As he battles criminal prosecutors and civil suits in four jurisdictions, former President Trump is relying on three tactics: denounce, disrupt and delay.
In the short run, that may be good politics; Trump’s self-portrayal as a martyr appears to have cemented his hold on the Republican presidential nomination.
But as a legal strategy, it’s been a bust.
Trump has denounced prosecutors as thugs, judges as unfair and his indictments as illegitimate, which hasn’t solved any of his problems in court.
In New York last week, the former president was intent on disrupting the state’s civil suit against him on allegations of financial fraud.
“This is a very unfair trial,” he lectured Judge Arthur Engoron. “We have a very hostile judge.”
Engoron largely ignored the jabs.
“You can attack me in whichever way you want, but please answer the questions,” he said.
“The judges are bending over backwards to avoid litigation over whether Trump’s rights are being infringed,” said Donald B. Ayer, who was a top Justice Department official in the George H.W. Bush administration. “They’re being smart. … and the process is moving forward.”
In two federal criminal cases, the former president’s main goal has been to delay.
Polls have found that Trump’s chances of winning next year’s presidential race could hinge on whether he is convicted of a crime before election day. A New York Times-Siena College survey reported that a conviction might prompt 6% of voters to change sides — a shift big enough to flip the outcome.
If Trump regains the presidency, he could escape accountability by ordering the Justice Department to halt its prosecutions. So, timing matters — a lot.
But his lawyers haven’t succeeded in postponing either federal case.
In Washington, D.C., Judge Tanya Chutkan has scheduled March 4 to begin Trump’s trial on federal election interference charges.
In that case, Trump’s best shot at delay lies with the Supreme Court, which could put the trial on hold while considering whether a former president can be prosecuted for decisions he made in the White House.
Trump’s lawyers have filed a motion arguing that his effort to overturn Joe Biden’s election was a legitimate exercise of his authority as president and that he should be “absolutely immune from prosecution.”
Unsurprisingly, prosecutors have disagreed, arguing that Trump’s attempts to persuade states to change their election results were acts he undertook as a political candidate, not as chief executive of the federal government.
No court has decided whether former presidents are immune from prosecution, because no other former president has been indicted.
If the issue reaches the Supreme Court, that would almost surely delay a trial for months.
“I’d guess they could decide it by July 1,” said Paul Rosenzweig, a former federal prosecutor. “But even if they expedite, the Supreme Court is not expeditious.”
That timetable would still give Chutkan time to hold a trial before election day — assuming the Supreme Court rules against Trump.
In a second case, Trump’s indictment on accusations of improperly retaining classified documents at his Mar-a-Lago estate, Judge Aileen Cannon has been more sympathetic to his lawyers’ pleas for extra time to prepare.

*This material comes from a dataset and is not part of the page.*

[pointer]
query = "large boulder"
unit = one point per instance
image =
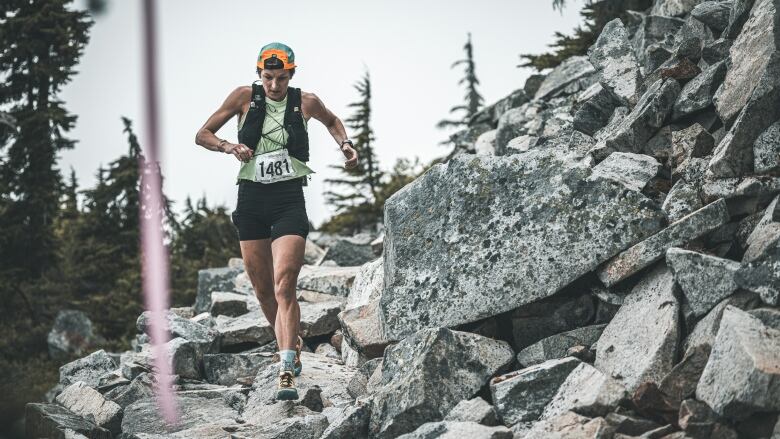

Last week, she refused their request to postpone the trial from her target date of May 20, but she promised to revisit the question in March. The burden of handling thousands of highly classified documents has already slowed pretrial proceedings, and lawyers say that court date is almost certain to slip.
A third criminal case, the Georgia prosecution on charges that Trump and others conspired to upend the election result there, doesn’t have a start date yet.
In a setback for Trump, four defendants — three of them former lawyers for his 2020 campaign — have negotiated plea deals and agreed to testify for the prosecution.
Since that isn’t a federal case, Trump would not be able to halt the prosecution if he regains the White House, but he could try to persuade Georgia’s Republican-led state Legislature to intervene.
But even if he loses every legal battle, Trump’s scorched-earth tactics could still have a corrosive effect.
“He’s slowly eroding faith in the rule of law, at a terrible cost that will reap the whirlwind,” Rosenzweig said.